With this innovative system, all the user has to do is approach the canvas or wall with the device and wave it around. The system does the rest!
By Lola Gayle, Editor-at-large
While many are worried that robots will one day take over their jobs, artists for the most part have had little to fear from automatons. However, perhaps they should all take a little more notice as researchers have invented a “smart” spray paint can that can robotically reproduce photographs as large-scale murals.
I don’t think we’ll be seeing an army of robotic graffiti artists just yet, but the new computerized technique developed by a team from ETH Zurich, Disney Research Zurich, Dartmouth College and Columbia University could eventually find uses in digital fabrication, digital and visual arts, artistic stylization and other applications.
The “smart” spray system is a novel adaptation to computer-aided painting, which originated in the early 1960s and is a well-studied subject among scientists and artists, according to a statement from the researchers.
Because spray paint is efficient and affordable, large-scale spray painted murals have become common in modern urban culture. However, the logistics and technical difficulty of covering such a large “canvas” can be vexing even for the most skilled artists.
The computer-aided system can be attached to an ordinary can of spray paint and is able to track the can’s position and recognize what image it “wants” to paint. All the user has to do is approach the canvas or wall with the pre-programmed device and simply wave it around. The system does the rest, automatically operating the can’s on/off button to reproduce the specific image as a spray painting.

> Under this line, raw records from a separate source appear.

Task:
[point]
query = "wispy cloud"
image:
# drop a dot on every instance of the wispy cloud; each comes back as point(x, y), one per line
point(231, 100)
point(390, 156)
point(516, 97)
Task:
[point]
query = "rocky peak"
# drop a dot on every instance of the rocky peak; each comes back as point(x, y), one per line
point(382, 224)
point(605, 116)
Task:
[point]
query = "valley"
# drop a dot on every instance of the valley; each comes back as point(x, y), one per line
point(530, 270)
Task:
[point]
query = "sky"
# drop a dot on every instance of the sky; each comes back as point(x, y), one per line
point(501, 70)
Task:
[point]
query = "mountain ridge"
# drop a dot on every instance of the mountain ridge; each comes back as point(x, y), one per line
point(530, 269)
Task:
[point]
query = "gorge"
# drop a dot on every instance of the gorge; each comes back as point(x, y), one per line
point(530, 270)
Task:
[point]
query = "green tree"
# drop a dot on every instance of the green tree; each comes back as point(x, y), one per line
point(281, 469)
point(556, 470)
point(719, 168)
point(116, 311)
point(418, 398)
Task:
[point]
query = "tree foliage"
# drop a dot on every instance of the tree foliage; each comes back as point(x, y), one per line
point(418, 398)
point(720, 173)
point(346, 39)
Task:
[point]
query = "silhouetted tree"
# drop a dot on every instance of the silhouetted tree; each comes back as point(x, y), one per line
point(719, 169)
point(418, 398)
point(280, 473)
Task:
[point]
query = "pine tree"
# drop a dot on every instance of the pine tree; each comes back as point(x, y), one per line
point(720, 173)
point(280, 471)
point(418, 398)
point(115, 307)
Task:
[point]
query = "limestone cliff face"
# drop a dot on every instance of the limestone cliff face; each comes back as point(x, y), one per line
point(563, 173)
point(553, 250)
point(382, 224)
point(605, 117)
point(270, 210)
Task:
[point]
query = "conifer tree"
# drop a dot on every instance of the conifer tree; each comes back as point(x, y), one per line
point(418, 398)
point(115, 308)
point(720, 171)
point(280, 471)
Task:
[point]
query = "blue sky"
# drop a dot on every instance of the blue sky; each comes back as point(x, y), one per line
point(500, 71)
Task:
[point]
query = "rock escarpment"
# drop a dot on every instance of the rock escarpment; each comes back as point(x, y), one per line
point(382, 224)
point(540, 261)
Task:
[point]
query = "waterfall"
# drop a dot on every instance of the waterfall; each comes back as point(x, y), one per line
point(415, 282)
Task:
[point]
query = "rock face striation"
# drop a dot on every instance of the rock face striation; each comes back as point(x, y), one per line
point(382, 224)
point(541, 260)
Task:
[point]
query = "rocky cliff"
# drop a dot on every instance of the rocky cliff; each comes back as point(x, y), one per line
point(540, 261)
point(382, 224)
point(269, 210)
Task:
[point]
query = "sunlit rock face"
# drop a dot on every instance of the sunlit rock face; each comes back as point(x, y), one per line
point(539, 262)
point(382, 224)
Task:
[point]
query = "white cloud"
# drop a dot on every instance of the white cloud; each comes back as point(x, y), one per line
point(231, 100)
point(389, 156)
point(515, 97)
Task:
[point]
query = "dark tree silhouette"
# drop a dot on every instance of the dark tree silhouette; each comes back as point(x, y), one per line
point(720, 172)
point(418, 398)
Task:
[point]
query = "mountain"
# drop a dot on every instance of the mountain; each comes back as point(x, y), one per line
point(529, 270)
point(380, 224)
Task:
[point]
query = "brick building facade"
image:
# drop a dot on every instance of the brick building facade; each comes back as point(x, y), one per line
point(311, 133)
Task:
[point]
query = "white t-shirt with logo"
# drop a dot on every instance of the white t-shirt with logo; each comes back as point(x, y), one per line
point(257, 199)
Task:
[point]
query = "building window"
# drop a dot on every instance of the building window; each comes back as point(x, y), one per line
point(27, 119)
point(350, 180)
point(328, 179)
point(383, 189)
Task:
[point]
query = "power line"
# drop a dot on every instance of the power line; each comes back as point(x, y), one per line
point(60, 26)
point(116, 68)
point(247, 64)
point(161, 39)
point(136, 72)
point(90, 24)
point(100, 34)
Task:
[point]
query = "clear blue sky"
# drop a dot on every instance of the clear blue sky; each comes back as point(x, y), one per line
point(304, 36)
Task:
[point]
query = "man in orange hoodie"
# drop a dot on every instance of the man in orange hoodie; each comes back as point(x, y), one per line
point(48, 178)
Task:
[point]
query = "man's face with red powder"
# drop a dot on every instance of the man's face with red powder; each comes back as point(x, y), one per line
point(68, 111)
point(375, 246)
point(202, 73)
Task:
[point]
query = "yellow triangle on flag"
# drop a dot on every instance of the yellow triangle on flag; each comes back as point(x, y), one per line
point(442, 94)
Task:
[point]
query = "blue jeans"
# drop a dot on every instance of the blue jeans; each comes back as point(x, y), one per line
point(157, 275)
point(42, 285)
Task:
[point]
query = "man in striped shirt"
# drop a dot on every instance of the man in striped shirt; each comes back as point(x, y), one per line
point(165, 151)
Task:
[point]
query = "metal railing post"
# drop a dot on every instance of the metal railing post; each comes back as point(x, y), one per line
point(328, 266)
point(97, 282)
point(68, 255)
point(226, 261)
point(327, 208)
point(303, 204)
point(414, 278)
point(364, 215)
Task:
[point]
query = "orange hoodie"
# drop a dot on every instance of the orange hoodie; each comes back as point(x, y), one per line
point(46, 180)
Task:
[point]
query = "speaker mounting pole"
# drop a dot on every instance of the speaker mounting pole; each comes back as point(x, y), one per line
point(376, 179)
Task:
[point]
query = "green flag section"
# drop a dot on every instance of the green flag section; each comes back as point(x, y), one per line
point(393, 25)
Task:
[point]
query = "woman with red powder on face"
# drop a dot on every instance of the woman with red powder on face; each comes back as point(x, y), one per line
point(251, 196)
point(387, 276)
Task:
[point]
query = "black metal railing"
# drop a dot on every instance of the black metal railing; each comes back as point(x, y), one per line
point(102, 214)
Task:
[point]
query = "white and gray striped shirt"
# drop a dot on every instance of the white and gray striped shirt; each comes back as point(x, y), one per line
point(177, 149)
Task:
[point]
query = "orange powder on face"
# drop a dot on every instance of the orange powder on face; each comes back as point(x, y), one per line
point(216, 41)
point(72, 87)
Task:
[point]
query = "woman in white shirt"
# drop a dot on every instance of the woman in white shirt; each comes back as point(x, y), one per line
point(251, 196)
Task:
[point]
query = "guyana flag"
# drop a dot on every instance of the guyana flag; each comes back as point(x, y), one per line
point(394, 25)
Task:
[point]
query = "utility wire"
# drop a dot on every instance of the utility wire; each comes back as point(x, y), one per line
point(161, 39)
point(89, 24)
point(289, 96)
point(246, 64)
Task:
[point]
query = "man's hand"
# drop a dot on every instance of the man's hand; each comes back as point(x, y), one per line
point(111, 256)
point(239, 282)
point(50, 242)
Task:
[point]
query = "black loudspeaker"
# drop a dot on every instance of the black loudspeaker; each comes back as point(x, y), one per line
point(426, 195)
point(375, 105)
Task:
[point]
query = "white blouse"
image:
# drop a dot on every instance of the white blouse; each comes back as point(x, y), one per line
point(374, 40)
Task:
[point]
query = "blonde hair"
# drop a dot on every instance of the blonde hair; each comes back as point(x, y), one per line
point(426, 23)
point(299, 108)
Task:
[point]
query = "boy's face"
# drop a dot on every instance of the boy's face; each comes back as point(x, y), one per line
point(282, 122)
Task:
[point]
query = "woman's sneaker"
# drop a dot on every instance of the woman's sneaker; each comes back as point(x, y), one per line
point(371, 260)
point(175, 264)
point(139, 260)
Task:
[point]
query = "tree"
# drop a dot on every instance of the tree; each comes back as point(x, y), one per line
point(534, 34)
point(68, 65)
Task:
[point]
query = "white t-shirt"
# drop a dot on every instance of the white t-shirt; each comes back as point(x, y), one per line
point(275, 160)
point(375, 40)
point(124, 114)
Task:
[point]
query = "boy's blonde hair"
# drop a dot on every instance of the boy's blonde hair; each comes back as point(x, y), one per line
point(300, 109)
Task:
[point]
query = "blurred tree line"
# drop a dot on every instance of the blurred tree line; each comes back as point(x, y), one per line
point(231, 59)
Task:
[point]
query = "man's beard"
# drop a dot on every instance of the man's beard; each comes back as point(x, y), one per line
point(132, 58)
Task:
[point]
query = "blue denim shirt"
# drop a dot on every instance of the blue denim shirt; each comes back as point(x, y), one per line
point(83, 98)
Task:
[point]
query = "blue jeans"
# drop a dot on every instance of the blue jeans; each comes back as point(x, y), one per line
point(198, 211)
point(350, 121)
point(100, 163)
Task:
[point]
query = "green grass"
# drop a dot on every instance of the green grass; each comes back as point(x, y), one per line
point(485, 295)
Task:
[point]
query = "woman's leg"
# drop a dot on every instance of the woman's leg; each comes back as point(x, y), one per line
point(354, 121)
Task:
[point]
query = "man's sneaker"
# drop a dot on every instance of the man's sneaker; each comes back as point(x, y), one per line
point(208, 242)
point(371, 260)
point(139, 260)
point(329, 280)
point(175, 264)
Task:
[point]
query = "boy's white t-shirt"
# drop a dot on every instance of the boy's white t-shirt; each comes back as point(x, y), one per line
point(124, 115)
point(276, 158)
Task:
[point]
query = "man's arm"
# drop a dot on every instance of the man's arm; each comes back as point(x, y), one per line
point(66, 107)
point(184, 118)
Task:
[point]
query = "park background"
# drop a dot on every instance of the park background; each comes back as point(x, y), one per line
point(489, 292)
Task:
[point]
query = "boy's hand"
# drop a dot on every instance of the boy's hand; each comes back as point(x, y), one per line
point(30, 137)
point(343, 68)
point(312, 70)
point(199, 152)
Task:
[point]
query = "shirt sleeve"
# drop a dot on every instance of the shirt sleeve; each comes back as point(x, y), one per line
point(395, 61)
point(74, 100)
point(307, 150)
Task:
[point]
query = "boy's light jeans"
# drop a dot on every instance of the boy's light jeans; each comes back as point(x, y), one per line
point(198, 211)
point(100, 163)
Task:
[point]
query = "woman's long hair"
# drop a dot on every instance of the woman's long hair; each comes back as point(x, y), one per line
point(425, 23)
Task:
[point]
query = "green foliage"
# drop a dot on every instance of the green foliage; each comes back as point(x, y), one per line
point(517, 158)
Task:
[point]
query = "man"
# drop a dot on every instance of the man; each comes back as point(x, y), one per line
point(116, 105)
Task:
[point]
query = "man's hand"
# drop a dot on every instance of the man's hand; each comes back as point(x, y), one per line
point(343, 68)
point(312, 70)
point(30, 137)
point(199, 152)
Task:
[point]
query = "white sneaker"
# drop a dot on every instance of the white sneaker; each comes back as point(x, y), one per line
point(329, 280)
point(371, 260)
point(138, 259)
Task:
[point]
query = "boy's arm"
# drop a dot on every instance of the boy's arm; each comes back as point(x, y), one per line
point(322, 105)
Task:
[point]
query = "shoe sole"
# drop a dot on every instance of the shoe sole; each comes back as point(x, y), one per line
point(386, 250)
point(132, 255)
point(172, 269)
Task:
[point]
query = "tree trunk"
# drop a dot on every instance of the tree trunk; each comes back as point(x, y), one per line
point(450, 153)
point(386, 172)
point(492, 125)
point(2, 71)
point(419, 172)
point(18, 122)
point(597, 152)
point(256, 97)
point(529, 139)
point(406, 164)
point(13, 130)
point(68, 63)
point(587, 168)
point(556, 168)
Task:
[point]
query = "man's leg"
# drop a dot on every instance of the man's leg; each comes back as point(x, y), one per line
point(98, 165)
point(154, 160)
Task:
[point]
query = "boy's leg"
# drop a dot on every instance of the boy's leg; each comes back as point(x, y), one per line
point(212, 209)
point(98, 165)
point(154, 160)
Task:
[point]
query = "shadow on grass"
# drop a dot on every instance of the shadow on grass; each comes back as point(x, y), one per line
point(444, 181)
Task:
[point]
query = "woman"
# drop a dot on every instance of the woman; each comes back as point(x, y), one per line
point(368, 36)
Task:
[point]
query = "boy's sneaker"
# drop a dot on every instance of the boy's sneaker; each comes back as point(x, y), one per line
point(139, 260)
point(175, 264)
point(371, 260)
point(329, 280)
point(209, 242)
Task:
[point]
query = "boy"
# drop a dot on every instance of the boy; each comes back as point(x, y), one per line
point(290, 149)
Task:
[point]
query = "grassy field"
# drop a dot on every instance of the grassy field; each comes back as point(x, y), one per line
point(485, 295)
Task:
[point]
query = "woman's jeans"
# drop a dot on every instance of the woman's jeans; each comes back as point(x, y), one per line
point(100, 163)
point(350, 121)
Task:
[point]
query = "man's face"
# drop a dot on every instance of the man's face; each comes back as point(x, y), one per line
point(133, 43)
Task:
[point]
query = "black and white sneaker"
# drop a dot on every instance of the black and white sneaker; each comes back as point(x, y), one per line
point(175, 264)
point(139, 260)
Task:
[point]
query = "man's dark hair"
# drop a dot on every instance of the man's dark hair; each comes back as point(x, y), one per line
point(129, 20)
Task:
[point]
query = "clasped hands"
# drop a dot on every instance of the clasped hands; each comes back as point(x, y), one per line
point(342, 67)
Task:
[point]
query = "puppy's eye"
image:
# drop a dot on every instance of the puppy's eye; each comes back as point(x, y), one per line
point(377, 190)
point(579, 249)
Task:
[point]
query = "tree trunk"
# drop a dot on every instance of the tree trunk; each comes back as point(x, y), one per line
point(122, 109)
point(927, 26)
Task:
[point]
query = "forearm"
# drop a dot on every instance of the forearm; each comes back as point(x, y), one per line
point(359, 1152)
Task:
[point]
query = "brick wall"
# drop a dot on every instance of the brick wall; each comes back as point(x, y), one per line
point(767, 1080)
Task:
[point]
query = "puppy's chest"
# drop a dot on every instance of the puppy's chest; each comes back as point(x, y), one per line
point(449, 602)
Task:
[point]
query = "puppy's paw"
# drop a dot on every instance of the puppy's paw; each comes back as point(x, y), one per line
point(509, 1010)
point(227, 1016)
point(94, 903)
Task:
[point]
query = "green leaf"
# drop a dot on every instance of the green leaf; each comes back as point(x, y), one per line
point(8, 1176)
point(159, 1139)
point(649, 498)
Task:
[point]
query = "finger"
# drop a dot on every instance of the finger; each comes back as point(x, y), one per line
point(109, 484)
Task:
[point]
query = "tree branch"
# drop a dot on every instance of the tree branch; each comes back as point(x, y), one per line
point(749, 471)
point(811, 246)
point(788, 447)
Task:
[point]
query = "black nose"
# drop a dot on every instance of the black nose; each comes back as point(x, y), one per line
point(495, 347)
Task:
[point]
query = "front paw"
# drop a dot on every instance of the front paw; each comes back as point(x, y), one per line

Their prototype system includes two webcams, QR-coded cubes for tracking, and a small actuation device for the spray can, attached via a 3D-printed mount. Paint commands are sent via radio directly connected to a servo-motor operating the spray nozzle. A real-time algorithm running on a nearby computer determines the optimal amount of paint of the current color to spray at the spray can’s tracked location.
Amazingly, the human half of the equation doesn’t even need to be aware of the image beforehand. They just have to watch and see as the painting reveals itself through their movements.
The researchers tested the automated painting system on large sheets of paper which they then assembled into mural-size paintings. While the current system only supports painting on flat surfaces, one potential benefit of the new technique over standard printing is that it may be usable on more complicated, curved painting surfaces, the researchers said.
“Typically, computationally-assisted painting methods are restricted to the computer,” said co-author Wojciech Jarosz, an assistant professor of computer science at Dartmouth who previously was a senior research scientist at Disney Research Zurich. “In this research, we show that by combining computer graphics and computer vision techniques, we can bring such assistance technology to the physical world even for this very traditional painting medium, creating a somewhat unconventional form of digital fabrication. Our assistive approach is like a modern take on ‘paint by numbers’ for spray painting. Most importantly, we wanted to maintain the aesthetic aspects of physical spray painting and the tactile experience of holding and waving a physical spray can while enabling unskilled users to create a physical piece of art.”
Originally written for STEAM Register.